Each container in the pod can set its own requests and limits, and these are all additive. CPU resources are defined in millicores. If your container needs two full cores to run, you'd put the value 2000m.  If your container only needs 1/4 of a core, you would put a value of 250m.

One thing to keep in mind is that if you put a value in that's larger than the core count of your biggest node, then your pod will never be scheduled.

Let's say you have a pod that needs four cores, but your Kubernetes cluster is just comprised of two core VMs. In this case, your pod will never be scheduled.

So unless your app is specifically designed to take advantage of multiple cores things like scientific computing, and some databases, it's usually a best practice to keep the CPU request at one or below, and then run more replicas to scale it out. This gives the system more flexibility and more reliability.

When it comes to CPU limits, things get interesting. So CPU is consider a compressible resource. If your app starts hitting your CPU limits, Kubernetes will start to throttle your container. This means your CPU will be artificially restricted, giving your app potentially worse performance. However, it won't be terminated or evicted.

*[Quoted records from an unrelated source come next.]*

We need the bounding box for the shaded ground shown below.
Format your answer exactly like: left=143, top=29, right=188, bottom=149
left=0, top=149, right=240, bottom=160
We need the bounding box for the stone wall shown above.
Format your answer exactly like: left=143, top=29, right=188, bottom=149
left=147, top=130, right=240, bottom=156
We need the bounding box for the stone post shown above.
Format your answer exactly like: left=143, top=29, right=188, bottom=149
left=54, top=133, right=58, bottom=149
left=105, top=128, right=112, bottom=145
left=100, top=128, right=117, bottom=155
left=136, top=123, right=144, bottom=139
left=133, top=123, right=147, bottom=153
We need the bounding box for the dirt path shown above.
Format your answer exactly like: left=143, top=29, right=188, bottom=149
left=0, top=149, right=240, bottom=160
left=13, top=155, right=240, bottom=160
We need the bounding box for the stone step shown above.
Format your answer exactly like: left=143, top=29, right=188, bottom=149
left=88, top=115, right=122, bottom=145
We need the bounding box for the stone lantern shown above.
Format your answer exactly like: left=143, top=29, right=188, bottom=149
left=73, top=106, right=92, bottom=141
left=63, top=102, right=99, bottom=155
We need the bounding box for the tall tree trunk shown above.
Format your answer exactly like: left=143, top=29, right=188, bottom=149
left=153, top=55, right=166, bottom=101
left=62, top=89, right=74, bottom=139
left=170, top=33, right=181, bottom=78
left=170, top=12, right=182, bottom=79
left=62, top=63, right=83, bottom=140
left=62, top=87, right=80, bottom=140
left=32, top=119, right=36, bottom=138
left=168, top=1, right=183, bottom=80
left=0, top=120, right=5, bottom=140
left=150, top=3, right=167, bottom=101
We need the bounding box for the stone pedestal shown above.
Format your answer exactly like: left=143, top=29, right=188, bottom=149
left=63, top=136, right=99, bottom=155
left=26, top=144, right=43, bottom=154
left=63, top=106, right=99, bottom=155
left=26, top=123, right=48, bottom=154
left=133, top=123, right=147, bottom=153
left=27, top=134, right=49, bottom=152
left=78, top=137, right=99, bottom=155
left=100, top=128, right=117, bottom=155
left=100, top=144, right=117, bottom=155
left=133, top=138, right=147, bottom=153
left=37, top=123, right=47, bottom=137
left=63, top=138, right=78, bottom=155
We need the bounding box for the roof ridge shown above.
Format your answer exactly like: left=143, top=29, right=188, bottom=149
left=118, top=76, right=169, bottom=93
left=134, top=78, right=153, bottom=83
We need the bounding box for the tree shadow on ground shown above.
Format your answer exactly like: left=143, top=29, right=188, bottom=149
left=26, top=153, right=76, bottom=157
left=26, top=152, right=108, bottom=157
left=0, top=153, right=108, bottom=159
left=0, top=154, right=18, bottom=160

Memory resources are defined in bytes. Normally, you give a mebibyte value from memory. But you can give it anything from bytes to petabytes. Just like CPU, if you put a memory request that's larger than the amount of memory on your nodes, the pod will never be scheduled.

Kubernetes pods lifecycle

At the end of the day, these resources requests are used by the Kubernetes scheduler to run your workloads. And it's kind of important to understand how this works so you can tune your containers correctly.

So let's say you want to run some pods on your cluster. Assuming the pod specifications are valid, the Kubernetes schedule will use round robin load balancing to pick a node to run your workload.

So Kubernetes will check if the node has enough resources to fulfill the request on the pod's containers. If it doesn't, then it'll move on to the next node. If none of the nodes in the system have resources left to fill the requests, then pods go into a pending state.

By using Google Kubernetes engine's features, such as the node autoscaler, GKE can automatically detect a state and then create more nodes automatically. And then if there's an excess capacity of nodes, the autoscaler can scale it down and remove nodes to save you money.

So Kubernetes schedule these pods based on the requests. But a limit can be higher than the requests, right?

So this means that in some scenarios a node can actually run out of resources.
And we call this an overcommitted state. So when it comes to CPU, like we said before, Kubernetes will start to throttle the pods. Each pod will get as much as it requested, but it might not be able to go up the limit. We'll start throttling it down.

But when it comes to memory, Kubernetes has to make some decisions on which pods to kill and which part to keep until you free up system resources. Otherwise, the whole system will crash.